1) In the paragraph (#6+7) that explain what a process is, you write that threads can have an "own local context in addition to the process's context" which might also be interpreted as "threads have their own address-space". It might therefore be usefull to further divide the term context into address-space and register state (->thread).

Process: task + OS data (all kind of handlers: file, wnd, ...)
Task: context (->address-space) + threads that run in this context
Thread: state of the cpu (cpu regs, kernel structs like TCBs)
address-space: context that a thread runs in (mapped memory pages and I/O ports)

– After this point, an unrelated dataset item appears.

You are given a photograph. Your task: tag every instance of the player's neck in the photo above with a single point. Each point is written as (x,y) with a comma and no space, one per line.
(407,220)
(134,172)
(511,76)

2) In paragraph #10 you state that "the same amount of work gets done in both (multiprocessor, ht) systems , but the HyperThreaded system uses a fraction of the resources and has a fraction of the waste of the SMP system". If you say so you must mention that it's only true when the tasks running on the two processors always execute instructions that use different parts of the processor (eg: proc1 - mem, proc2- add). Since this is never the case in real-life, the processor can't always execute two instructions at one and a HT system thus can't perform as good as a real multiprocessor. (You mentioned this in the following paragraph, but IMHO it's not totaly clear that these two belong together)

3) What you describe in paragraph #12 is only half of the story. In order to attain the best performance, the applications themselves also have to be rewritten to do their calculations in several threads that can then be scheduled on both processors. This is especially important for CPU demanding applications like games that normally run more or less alone on the system.

4) Paragraph #14: SMP stands for "Symetric Multiprocessor" and not "Symetric Multiprocessing". I know that this doesn't sound like a very important issue, but it does make a difference:
- Multiprocessing is the execution of several programms at the "same" time (m$: Multitasking)
- Multiprocessor systems have several processors that are all on the same machine, using the same ressources (eg mem, disk, ..)

5) Paragraph #16 is somewhat misleading because you still need a SMP system to run a HT processor. AFAIK there are also some special instructions (monitor?) that allow to optimize a HT processor's performace and that might have to be added to the SMP code.